Nitrogen-Doped Porous Carbon Derived from Cellulose Microfibers of Rice Straw for High-Performance Electrodes of Supercapacitors

Abstract

Biomasses are promising precursors of porous carbons. However, the complexity in composition and microstructure of biomasses might result in poor quality reproducibility of biomass-derived porous carbons. It is essential to develop reliable approaches to prepare biomass-derived porous carbons. In this work, a nitrogen-doped porous carbon derived from cellulose microfibers of rice straw was prepared. The cellulose microfibers were first extracted from rice straw by alkali treatment.
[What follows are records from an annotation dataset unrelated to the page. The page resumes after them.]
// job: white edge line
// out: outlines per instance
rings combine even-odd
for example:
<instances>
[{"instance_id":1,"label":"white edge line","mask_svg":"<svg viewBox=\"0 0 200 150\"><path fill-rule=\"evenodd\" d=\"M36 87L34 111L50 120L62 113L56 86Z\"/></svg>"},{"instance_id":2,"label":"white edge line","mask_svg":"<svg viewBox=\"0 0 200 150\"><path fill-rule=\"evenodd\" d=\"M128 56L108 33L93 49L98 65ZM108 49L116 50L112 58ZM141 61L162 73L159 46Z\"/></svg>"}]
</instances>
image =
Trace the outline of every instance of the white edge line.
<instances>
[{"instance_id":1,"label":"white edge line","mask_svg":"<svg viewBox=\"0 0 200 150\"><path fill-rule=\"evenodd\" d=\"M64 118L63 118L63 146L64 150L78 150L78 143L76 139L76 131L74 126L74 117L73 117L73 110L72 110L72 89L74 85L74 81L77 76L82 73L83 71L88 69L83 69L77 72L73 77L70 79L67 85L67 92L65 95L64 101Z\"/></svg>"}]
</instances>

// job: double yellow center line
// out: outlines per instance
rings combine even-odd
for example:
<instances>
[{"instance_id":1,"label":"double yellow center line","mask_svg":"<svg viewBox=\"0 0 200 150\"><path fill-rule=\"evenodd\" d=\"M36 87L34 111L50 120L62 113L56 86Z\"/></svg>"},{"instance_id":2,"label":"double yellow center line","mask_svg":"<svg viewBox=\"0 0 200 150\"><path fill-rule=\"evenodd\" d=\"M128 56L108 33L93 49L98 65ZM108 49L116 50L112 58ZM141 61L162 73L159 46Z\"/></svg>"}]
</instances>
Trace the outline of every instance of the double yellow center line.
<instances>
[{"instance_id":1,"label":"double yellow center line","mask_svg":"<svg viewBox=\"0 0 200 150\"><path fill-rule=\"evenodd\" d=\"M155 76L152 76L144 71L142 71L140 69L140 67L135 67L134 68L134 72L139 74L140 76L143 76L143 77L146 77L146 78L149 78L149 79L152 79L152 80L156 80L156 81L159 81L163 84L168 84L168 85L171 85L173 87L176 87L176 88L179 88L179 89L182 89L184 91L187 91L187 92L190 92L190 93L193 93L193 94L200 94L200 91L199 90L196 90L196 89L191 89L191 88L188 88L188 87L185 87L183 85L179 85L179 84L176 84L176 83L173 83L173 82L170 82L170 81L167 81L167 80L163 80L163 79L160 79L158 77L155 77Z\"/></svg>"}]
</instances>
Then, a hydrochar was fabricated by hydrothermal treatment of the cellulose microfibers. Nitrogen-doped porous carbon was finally obtained by calcination under high temperature with K2CO3 and CO(NH2)2 as the activating agent and nitrogen dopant, respectively. The prepared carbon material has an ultrahigh specific surface area (∼2800 m2/g) and a moderate nitrogen doping (1.65 atom %). Consequently, rice-straw-derived porous carbon achieves a remarkable specific capacitance (380.1 F/g at 0.5 A/g) and a good rate capability (61.8% capacitance retention at 50 A/g). In addition, the porous carbon exhibits good cycling stability. The loss of capacitance is only 4.6% after 10 000 charge–discharge cycles. This study provides a robust method for the preparation of porous carbons from lignocellulosic biomasses.